Прежде я никогда не думала о том, какими вообще бывают гробы. Единственный, бабушкин, живший в моей памяти, был затянут мелким ситчиком, при дневном кладбищенском свете ставшим красноватым, но сразу же по приезде я окунулась в разговоры о цинковом, который вправляют во внешний – дубовый, тяжестью и назначением похожий на египетский саркофаг. Только так – под двойной защитой цинка и дуба – полагается везти через границы: из Ватикана в Россию. Вокруг смерти завился странный разговор о том, что изношенное сердце отказало мгновенно, но не случайно: после чашечки кофе, поднесенной за папским завтраком. Говорившие опровергали нелепый слух, но услыхавшие повторяли, и слух обрастал подробностями, каждая из которых летела вперед и множила домыслы. Говорили, что переговоры будто бы вступили в заключительную стадию, дело шло о подписании соглашения, способного на высшем церковном уровне покончить с межконфессиональной напряженностью. Теперь, когда подписание сорвалось, все – кто с облегчением, кто с разочарованием – одинаково признавали тот факт, что в ближайшие десятилетия, если не случится чуда, Русская православная церковь не сумеет – в отсутствие владыки Никодима – найти того, кто мог бы говорить перед папским престолом и быть услышанным.
Муж пропадал в Академии и, возвращаясь поздно, не терял торжественного выражения, с которым в эти последние дни церковь говорила о новой скоропостижной смерти. То гостиницы для высокородных католиков (муж называл их папскими нунциями), то покои для делегации Патриархии – все требовало подробного и безотлагательного вмешательства, поскольку близящаяся процедура прощания стремительно обретала реальные черты. Уже называли цену резного гроба, подаренного Римским Папой, – и шепотом: ишь, старается, знает кошка, – и эта циклопическая цифра с тремя американскими нулями добавляла к ожиданию элемент бессмысленного величия. Владыка Николай, которого я увидела мельком, чернел потерянным лицом, и это новое выражение, для которого в те дни я так и не нашла названия, в самый день отпевания разрешилось надгробной проповедью, которую многие годы распространяли в магнитофонной записи и слушали снова и снова, повторяя вслух и про себя ее первые – потерянные и безысходные – слова.
Лишь спустя много лет, наблюдая со стороны и пытаясь собрать воедино общественные и личные события, из которых сложилась наша будущая – церковная и внецерковная – жизнь, я осознала, что смерть владыки Никодима за ватиканским кофейным столом пресекла надежды не столько на конструктивный диалог с Ватиканом, сколько на сближение Православной церкви с образованной частью общества, а вместе с тем и возможность реформации, которая, если Бог судил бы иначе, могла завершиться подлинным отделением церкви от государства, а значит, спасти и сохранить многое и многих. Начиная с того дня – говорю об этом с горечью и печалью, – церковь и интеллигенция, словно стоявшие на развилке одной дороги, пошли каждая своим путем, чтобы через несколько десятилетий уже не помнить о том коротком промежутке времени, в течение которого – редкий случай в российской истории – Церковный Бог и Гражданская Свобода глядели друг другу в глаза.

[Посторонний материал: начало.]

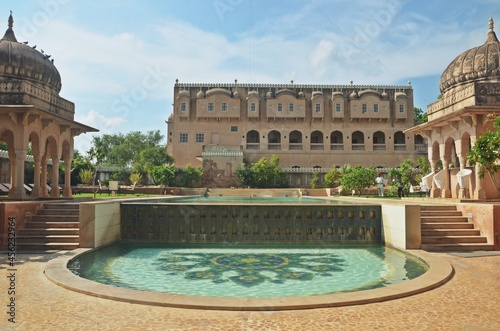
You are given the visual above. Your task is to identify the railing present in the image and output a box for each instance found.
[288,143,302,151]
[247,143,260,150]
[267,143,281,150]
[311,143,325,151]
[415,144,427,154]
[352,144,365,151]
[394,144,406,151]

Учитывая нашу гражданскую и церковную историю, на это вряд ли стоило надеяться, но многие из нас, кому Бог привел родиться в СССР, все-таки продолжали надеяться, принимая за испепеляющую ненависть свою оскорбленную любовь к поруганной стране.
Я помню то прохладное утро. Резной дубовый гроб – подарок Папы – доставили в Троицкий собор накануне. Мы шли, торопясь добраться заранее, и по дороге обсуждали слух о том, что из Москвы прибудут только второстепенные : кое-кто из Отдела внешних церковных сношений. Лично патриарх не соблаговолил.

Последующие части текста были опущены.